NEVER THE TWAIN SHALL MEET?
Auditors and Charities Need to Meet Halfway
When Children-AtRisk Empowerment (CARE), a youth development organisation, changed its auditors in December 2013, founder and director Lan Teo was met by quotes exceeding SGD20,000 or auditors telling her they were unwilling or too busy to take on the job. "I was told that charities are now seen as being as high risk as construction companies.
That's when I heard many stories of other charities having problems with their auditors," said Mrs Teo. CARE eventually moved on to an auditor who charges SGD7,000 a year. CARE is not an exception to the rule.
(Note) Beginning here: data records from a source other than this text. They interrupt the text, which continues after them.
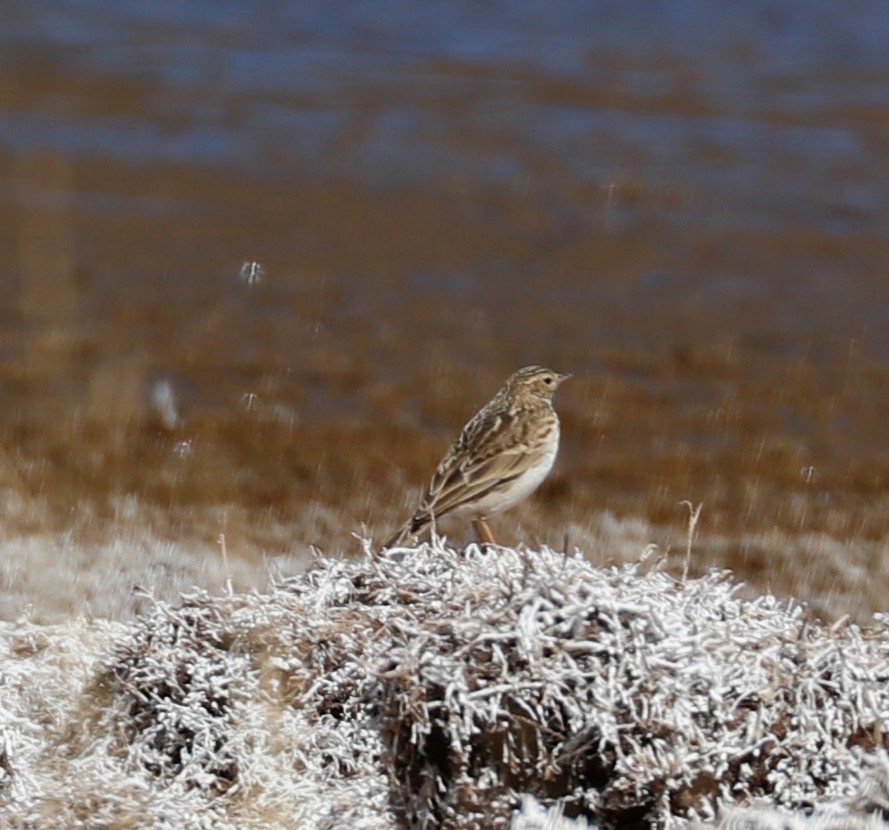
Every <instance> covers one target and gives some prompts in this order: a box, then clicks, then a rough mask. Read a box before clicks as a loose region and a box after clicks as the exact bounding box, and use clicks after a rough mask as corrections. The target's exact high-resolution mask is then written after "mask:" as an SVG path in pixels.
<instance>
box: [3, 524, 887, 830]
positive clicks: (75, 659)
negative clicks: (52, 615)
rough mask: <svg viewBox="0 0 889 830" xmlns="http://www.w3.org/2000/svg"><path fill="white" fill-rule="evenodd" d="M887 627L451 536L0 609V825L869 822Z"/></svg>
mask: <svg viewBox="0 0 889 830" xmlns="http://www.w3.org/2000/svg"><path fill="white" fill-rule="evenodd" d="M887 732H889V625H887V619H886V618H884V617H877V618H875V619H874V620H873V621H872V625H871V626H870V627H869V628H861V627H859V626H858V625H854V624H849V623H845V622H843V621H840V622H838V623H834V624H833V625H832V626H827V625H824V624H821V623H818V622H816V621H813V620H812V619H810V618H808V616H807V615H806V613H805V612H804V609H803V608H802V607H800V606H799V605H796V604H794V603H786V602H780V601H778V600H776V599H775V598H773V597H770V596H762V597H759V598H756V599H743V598H741V597H740V596H739V591H738V586H737V585H736V584H735V583H733V582H732V581H731V579H730V578H729V577H728V576H727V575H725V574H716V573H714V574H711V575H709V576H706V577H704V578H700V579H689V580H686V581H682V580H677V579H676V578H674V577H671V576H669V575H668V574H666V573H665V572H664V571H662V570H660V569H659V567H658V563H656V562H654V563H652V562H648V563H640V564H638V565H632V566H622V567H615V568H608V569H602V568H596V567H594V566H593V565H592V564H591V563H590V562H589V561H588V560H587V559H586V558H585V557H583V556H582V555H580V554H576V555H565V554H562V553H558V552H555V551H552V550H548V549H542V550H540V551H529V550H513V549H497V550H496V551H483V550H479V549H478V548H477V547H476V546H474V545H473V546H469V547H468V548H466V549H465V550H456V549H452V548H449V547H447V546H445V545H444V544H443V543H441V542H435V543H434V544H427V545H423V546H420V547H417V548H398V549H394V550H391V551H388V552H386V553H385V554H374V553H373V552H371V550H370V549H369V547H368V549H366V550H365V553H364V556H363V557H361V558H358V559H355V560H341V559H330V558H325V557H319V558H318V559H317V561H316V562H315V563H314V566H313V567H312V568H311V569H310V570H309V571H307V572H306V573H305V574H303V575H300V576H297V577H291V578H289V579H286V580H282V581H279V582H277V583H276V584H275V585H273V586H272V587H271V588H270V589H269V590H267V591H265V592H251V593H235V592H231V591H229V592H223V593H222V594H221V595H219V596H212V595H210V594H207V593H204V592H201V593H195V594H191V595H187V596H184V597H182V599H181V600H180V601H179V602H176V603H173V604H170V603H166V602H156V603H154V604H152V605H151V606H150V609H149V611H148V612H147V613H146V614H144V615H143V616H141V617H140V618H138V619H137V620H135V621H132V622H103V621H84V620H81V621H78V622H71V623H67V624H63V625H56V626H36V625H32V624H29V623H26V622H20V623H17V624H5V625H4V627H3V628H2V629H0V826H3V827H4V828H5V827H11V828H40V829H41V830H42V828H51V827H65V828H124V827H126V828H143V827H144V828H201V827H213V828H251V827H255V828H260V827H262V828H334V827H336V828H340V827H349V828H367V830H371V828H395V827H404V826H413V827H421V828H437V827H445V828H476V827H478V828H487V827H490V828H497V827H503V828H507V827H510V826H511V827H514V828H523V830H531V828H544V827H549V828H555V827H573V826H597V827H603V828H612V827H613V828H618V827H619V828H632V827H684V826H692V825H694V824H698V823H700V824H704V825H712V824H716V823H718V822H722V823H723V825H724V826H726V827H728V826H730V827H742V826H743V827H750V828H752V827H763V828H766V827H778V826H782V827H797V826H799V827H803V826H805V827H814V826H818V827H831V828H839V827H868V828H873V827H884V826H886V825H887V824H889V760H887V755H886V752H885V750H886V747H887V746H889V740H887V737H886V734H887Z"/></svg>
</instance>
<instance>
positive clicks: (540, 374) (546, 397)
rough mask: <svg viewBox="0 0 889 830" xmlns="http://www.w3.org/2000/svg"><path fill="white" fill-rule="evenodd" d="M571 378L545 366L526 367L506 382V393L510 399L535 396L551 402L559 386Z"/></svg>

Charities have found it increasingly difficult to engage auditors, and have gone as far as to raise the problem with the office of the Commissioner of Charities.
Auditors have been shying away from taking on audit engagements with charities because they have either been unwilling to pay a fair fee, or because of the perceived difficulties of delivering an audit opinion of charities that meet with the requisite audit standards and regulations.
The problem is not insurmountable; it can be fixed if charities adjust their own expectations of auditors, and also if auditors' perspectives of the charity sector change, said Gerard Ee, President, ISCA. Quite simply, auditors should not start with the premise that audit engagements for charities and non-profit organisations (NPOs) are inherently no-gos because their financial records are disorganised and charities often do not pay a reasonable fee, he said. Charities, too, have to meet auditors "more than halfway" by producing financial statements that are, at minimum, "auditable".